Validation flow (if one the validation steps fail then the request is rejected):

  1. The application will receive the IP address or domain name of the TargetedApplication and it will apply the first validation on the input data using the libraries/regex mentioned in this section.
  2. The second validation will be applied against the IP address or domain name of the TargetedApplication using the following block-list approach:
    • For IP address:
      • The application will verify that it is a public one (see the hint provided in the next paragraph with the python code sample).
    • For domain name:
      1. The application will verify that it is a public one by trying to resolve the domain name against the DNS resolver that will only resolve internal domain name. Here, it must return a response indicating that it do not know the provided domain because the expected value received must be a public domain.
      2. To prevent the DNS pinning attack described in this document, the application will retrieve all the IP addresses behind the domain name provided (taking records A + AAAA for IPv4 + IPv6) and it will apply the same verification described in the previous point about IP addresses.
  3. The application will receive the protocol to use for the request via a dedicated input parameter for which it will verify the value against an allowed list of protocols (HTTP or HTTPS).
  4. The application will receive the parameter name for the token to pass to the TargetedApplication via a dedicated input parameter for which it will only allow the characters set [a-z]{1,10}.
  5. The application will receive the token itself via a dedicated input parameter for which it will only allow the characters set [a-zA-Z0-9]{20}.
  6. The application will receive and validate (from a security point of view) any business data needed to perform a valid call.
  7. The application will build the HTTP POST request using only validated information and will send it (don't forget to disable the support for redirection in the web client used).
Network layer

Similar to the following section.

IMDSv2 in AWS

In cloud environments SSRF is often used to access and steal credentials and access tokens from metadata services (e.g. AWS Instance Metadata Service, Azure Instance Metadata Service, GCP metadata server).

IMDSv2 is an additional defence-in-depth mechanism for AWS that mitigates some of the instances of SSRF.

To leverage this protection migrate to IMDSv2 and disable old IMDSv1. Check out AWS documentation for more details.

Semgrep Rules

Semgrep is a command-line tool for offline static analysis. Use pre-built or custom rules to enforce code and security standards in your codebase.
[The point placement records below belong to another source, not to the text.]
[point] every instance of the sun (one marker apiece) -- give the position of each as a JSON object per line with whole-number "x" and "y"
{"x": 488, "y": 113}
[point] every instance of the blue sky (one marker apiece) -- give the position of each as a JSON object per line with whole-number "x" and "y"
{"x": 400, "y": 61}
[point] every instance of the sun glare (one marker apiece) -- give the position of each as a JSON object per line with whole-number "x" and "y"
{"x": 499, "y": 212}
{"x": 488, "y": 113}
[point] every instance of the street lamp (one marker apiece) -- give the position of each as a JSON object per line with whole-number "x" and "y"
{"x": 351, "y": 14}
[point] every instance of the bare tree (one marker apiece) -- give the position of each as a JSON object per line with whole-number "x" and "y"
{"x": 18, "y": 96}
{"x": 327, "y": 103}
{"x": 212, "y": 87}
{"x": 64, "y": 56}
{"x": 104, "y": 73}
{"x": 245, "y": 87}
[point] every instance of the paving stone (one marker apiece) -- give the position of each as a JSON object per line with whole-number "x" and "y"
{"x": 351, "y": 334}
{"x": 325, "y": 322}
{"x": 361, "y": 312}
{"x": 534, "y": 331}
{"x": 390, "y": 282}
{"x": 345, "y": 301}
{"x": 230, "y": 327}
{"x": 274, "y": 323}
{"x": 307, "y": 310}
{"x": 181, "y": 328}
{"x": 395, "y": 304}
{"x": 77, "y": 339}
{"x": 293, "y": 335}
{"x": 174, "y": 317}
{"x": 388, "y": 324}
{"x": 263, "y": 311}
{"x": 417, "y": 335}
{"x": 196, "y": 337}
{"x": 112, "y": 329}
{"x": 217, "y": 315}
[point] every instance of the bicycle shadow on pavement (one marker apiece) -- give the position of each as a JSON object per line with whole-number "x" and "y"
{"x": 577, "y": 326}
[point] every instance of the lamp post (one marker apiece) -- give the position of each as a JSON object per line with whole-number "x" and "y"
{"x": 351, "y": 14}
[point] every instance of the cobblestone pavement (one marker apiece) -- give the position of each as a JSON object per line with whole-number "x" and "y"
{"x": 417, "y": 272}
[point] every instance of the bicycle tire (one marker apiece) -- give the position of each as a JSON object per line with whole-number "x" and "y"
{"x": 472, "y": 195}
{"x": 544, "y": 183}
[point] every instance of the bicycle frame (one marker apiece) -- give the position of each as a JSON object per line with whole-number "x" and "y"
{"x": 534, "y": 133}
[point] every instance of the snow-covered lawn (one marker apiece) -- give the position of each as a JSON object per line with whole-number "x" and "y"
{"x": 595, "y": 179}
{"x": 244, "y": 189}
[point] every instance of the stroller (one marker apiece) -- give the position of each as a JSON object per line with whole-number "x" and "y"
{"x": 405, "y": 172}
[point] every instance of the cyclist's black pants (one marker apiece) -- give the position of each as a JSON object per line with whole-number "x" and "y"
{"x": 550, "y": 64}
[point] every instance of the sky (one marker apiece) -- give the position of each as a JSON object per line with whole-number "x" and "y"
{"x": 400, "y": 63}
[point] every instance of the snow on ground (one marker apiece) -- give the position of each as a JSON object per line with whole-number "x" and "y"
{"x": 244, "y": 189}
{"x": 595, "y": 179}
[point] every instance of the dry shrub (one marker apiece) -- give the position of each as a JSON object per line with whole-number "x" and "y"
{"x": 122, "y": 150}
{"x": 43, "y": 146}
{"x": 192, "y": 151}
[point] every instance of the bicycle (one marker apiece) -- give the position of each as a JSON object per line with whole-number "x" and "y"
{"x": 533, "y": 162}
Checkout the Semgrep rule for SSRF to identify/investigate for SSRF vulnerabilities in Java https://semgrep.dev/salecharohit:owasp_java_ssrf

References

Online version of the SSRF bible (PDF version is used in this cheat sheet).

Article about Bypassing SSRF Protection.

Articles about SSRF attacks: Part 1, part 2 and part 3.

Article about IMDSv2

Tools and code used for schemas

Mermaid code for SSRF common flow (printscreen are used to capture PNG image inserted into this cheat sheet):

sequenceDiagram
    participant Attacker
    participant VulnerableApplication
    participant TargetedApplication
    Attacker->>VulnerableApplication: Crafted HTTP request
    VulnerableApplication->>TargetedApplication: Request (HTTP, FTP...)
    Note left of TargetedApplication: Use payload included<br>into the request to<br>VulnerableApplication
    TargetedApplication->>VulnerableApplication: Response
    VulnerableApplication->>Attacker: Response
    Note left of VulnerableApplication: Include response<br>from the<br>TargetedApplication

Draw.io schema XML code for the "case 1 for network layer protection about flows that we want to prevent" schema (printscreen are used to capture PNG image inserted into this cheat sheet).